The term 'work to live, not live to work' has long been a phrase used to remind people about the importance of achieving a good work-life balance.
But now there is a new phrase we need to consider to ensure the same - Working from home, or living at work?
Since the start of the global COVID-19 pandemic many people have stepped away from the office and are now working from home.
That is not necessarily a problem. In fact anyone who had previously traveled long distances to the office each day would no doubt be truly appreciative of their new working situation.
No commute, no traffic and no need to get up excessively early just to get to work on time.
Without the need to travel many people have found more time for productivity in their day.
The big challenge is to maintain a balance between working and not working when the line between work hours and after hours have become blurred.
The space that was once your escape from the grind of the office, has now become your office. The concept of the work day has infiltrated in to home and family time.
Checking your emails, and maybe even responding to those email, before you go to bed doesn't seem like too much of a problem. Does it?
What about the lunch break you have while continuing to work? You convince yourself you will finish earlier that day, but do you?

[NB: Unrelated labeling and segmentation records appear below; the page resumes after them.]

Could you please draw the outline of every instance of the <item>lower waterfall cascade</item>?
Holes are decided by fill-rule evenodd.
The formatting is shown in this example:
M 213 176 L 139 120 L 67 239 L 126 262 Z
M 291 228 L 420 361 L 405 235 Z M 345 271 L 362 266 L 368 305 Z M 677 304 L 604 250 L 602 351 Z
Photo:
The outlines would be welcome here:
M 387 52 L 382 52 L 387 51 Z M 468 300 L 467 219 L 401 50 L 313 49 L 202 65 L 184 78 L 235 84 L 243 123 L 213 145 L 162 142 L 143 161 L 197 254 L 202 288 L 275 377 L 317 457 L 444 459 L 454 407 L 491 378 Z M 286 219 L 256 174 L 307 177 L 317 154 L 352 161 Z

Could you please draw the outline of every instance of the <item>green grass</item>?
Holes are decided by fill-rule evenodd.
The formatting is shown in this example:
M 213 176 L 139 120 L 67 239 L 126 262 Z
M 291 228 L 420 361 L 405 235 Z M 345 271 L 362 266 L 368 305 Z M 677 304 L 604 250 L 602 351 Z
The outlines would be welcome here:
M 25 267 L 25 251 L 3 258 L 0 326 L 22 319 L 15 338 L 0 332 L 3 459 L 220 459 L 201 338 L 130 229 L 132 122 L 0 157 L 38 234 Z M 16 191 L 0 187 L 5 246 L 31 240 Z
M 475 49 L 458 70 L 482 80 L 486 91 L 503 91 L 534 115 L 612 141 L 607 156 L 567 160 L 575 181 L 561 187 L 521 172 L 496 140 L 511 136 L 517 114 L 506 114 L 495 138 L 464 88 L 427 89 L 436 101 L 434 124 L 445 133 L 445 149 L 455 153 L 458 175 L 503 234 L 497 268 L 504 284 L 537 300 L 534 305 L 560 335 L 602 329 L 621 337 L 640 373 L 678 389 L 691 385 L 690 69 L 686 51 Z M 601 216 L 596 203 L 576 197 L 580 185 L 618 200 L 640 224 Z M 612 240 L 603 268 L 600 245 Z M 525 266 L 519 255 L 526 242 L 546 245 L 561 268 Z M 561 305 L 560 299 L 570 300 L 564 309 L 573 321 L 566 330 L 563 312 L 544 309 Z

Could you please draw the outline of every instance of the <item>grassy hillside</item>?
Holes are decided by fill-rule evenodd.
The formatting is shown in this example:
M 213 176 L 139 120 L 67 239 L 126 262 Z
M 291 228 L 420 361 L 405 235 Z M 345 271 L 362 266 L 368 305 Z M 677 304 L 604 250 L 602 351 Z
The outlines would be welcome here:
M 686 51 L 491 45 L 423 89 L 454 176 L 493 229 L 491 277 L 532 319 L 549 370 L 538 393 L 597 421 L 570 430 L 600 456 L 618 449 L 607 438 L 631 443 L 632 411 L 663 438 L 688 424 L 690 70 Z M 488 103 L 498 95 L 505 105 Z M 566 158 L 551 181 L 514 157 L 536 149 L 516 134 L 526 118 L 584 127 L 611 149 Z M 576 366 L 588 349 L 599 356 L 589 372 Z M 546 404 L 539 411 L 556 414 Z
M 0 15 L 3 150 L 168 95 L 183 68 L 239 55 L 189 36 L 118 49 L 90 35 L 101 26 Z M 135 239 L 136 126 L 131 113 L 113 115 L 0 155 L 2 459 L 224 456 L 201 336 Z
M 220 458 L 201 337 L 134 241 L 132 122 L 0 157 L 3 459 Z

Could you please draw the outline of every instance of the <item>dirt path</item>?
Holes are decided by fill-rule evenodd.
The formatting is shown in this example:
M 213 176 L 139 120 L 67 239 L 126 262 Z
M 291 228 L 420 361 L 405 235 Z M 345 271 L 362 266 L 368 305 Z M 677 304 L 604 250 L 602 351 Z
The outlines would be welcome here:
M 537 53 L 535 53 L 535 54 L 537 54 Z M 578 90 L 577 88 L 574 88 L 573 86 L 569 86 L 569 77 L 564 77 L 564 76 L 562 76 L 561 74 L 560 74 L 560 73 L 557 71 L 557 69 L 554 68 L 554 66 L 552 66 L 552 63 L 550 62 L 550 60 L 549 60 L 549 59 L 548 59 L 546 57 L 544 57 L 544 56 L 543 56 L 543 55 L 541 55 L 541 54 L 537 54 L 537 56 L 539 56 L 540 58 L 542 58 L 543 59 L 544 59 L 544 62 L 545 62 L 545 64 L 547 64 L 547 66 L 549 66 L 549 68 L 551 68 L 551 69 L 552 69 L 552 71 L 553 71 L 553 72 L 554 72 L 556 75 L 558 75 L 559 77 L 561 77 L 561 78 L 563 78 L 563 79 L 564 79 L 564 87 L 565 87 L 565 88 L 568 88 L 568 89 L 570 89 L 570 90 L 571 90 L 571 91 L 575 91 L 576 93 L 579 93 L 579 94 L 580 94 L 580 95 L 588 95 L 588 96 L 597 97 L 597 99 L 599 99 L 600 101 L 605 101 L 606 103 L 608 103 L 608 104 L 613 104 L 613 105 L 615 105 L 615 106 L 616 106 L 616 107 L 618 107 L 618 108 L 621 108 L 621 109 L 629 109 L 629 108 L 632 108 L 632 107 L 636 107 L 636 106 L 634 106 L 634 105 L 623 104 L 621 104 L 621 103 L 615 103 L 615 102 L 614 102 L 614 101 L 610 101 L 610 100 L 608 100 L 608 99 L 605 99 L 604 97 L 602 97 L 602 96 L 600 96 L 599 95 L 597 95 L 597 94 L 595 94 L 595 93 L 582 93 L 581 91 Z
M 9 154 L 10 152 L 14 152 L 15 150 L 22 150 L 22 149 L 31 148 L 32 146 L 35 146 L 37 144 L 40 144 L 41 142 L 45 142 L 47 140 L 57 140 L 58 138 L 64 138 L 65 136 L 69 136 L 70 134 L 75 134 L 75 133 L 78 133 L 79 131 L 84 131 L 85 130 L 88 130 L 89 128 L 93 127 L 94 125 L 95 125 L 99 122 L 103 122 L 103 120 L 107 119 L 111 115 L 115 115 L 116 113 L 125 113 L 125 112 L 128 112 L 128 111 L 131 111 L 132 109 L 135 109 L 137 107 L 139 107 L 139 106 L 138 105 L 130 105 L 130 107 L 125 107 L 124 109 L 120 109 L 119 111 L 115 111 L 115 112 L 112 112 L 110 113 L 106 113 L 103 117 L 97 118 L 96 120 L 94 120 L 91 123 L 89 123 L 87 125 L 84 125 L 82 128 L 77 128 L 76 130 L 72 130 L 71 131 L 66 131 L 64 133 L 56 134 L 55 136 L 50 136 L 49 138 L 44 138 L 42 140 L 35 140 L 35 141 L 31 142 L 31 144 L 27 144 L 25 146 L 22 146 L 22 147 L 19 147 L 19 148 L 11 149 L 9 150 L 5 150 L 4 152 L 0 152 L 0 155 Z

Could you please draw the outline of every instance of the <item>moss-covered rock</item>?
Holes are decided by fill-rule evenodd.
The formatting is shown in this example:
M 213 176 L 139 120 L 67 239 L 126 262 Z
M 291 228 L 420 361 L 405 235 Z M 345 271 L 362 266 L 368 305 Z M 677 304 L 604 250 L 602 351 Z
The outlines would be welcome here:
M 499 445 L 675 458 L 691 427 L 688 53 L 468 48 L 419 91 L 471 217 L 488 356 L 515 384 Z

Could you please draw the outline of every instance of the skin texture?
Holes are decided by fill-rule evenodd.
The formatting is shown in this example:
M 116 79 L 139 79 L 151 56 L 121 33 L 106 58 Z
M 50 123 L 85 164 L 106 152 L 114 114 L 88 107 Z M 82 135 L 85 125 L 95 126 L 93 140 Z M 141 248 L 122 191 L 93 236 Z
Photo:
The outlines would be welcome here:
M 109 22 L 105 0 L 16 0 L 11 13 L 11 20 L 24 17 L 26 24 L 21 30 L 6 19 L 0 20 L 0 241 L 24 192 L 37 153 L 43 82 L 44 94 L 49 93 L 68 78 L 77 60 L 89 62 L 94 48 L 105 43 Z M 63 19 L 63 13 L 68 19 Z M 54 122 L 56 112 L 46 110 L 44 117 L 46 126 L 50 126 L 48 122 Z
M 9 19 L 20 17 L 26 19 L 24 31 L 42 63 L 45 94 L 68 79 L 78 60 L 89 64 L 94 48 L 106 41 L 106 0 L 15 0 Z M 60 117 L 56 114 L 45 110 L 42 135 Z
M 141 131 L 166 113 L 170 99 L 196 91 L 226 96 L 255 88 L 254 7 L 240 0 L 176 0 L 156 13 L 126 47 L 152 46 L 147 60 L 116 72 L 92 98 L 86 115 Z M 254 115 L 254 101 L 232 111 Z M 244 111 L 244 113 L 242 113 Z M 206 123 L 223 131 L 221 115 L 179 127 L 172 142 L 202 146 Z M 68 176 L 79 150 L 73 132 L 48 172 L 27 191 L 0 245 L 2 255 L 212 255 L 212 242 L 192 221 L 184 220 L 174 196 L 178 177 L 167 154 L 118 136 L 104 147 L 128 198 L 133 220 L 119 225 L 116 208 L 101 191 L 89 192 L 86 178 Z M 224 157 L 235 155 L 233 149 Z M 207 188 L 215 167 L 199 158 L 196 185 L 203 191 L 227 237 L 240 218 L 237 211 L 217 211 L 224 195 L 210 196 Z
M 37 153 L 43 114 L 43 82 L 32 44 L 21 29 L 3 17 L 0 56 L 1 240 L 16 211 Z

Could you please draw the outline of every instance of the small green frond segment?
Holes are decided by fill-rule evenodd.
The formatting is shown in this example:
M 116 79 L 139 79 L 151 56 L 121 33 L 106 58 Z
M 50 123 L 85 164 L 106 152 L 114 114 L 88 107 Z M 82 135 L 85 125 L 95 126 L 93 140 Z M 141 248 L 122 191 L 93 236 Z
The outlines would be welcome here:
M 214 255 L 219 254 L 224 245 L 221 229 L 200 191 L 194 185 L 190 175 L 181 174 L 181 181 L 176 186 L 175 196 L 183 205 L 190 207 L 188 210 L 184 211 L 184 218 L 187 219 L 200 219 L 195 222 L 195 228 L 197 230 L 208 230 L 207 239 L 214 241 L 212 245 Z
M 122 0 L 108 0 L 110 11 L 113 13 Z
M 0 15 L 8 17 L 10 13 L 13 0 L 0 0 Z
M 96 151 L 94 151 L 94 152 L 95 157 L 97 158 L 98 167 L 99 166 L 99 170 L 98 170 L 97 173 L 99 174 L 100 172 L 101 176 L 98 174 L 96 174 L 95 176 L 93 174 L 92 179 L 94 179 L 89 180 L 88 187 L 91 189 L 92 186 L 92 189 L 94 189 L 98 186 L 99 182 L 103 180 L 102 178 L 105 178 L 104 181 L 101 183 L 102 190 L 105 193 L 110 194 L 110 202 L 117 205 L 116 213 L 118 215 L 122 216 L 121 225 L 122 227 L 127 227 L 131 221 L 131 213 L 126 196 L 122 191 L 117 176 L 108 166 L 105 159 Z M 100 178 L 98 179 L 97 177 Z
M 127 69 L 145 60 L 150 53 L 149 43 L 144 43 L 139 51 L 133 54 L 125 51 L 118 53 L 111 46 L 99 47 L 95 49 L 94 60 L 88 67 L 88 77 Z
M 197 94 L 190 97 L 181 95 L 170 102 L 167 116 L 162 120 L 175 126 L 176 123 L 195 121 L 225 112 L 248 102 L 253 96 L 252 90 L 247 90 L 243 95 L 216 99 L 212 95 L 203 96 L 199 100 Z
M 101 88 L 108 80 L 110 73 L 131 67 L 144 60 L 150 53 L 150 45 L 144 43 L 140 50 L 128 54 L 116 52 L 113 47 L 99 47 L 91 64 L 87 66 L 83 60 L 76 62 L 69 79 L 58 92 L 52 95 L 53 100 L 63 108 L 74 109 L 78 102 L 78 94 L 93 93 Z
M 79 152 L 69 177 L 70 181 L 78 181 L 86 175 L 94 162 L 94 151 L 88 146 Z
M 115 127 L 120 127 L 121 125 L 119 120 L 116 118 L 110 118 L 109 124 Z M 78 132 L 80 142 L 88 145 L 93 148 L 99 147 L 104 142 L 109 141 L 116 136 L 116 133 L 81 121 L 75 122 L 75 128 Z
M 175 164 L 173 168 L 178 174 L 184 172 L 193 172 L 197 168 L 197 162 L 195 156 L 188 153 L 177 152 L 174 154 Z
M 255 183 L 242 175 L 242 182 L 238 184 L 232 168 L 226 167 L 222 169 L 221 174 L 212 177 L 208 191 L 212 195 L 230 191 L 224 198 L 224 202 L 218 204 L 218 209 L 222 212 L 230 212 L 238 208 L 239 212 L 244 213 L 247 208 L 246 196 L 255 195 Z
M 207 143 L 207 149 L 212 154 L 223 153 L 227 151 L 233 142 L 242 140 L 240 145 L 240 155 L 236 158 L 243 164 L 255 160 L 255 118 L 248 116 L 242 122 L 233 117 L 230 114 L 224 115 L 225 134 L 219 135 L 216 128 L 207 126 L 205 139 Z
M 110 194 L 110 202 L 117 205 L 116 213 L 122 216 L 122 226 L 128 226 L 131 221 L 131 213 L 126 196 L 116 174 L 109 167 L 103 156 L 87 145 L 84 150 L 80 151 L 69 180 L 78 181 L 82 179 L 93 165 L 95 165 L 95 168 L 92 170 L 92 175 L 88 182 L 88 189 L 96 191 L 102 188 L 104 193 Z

And then there are those tasks you tend to on your days off. You convince yourself they won't take long and will make your life easier when you are back at work.
That may be true, but it is undoubtedly also true that with that task out of the way you will have time to do other work projects when you are back in your 'work hours.'
You didn't even see it coming, but guess what, you are now living at work.
Every business loves a conscientious worker, but make sure you separate home and work time, even if your work takes place at home.
Finding the balance is important to your long term well-being.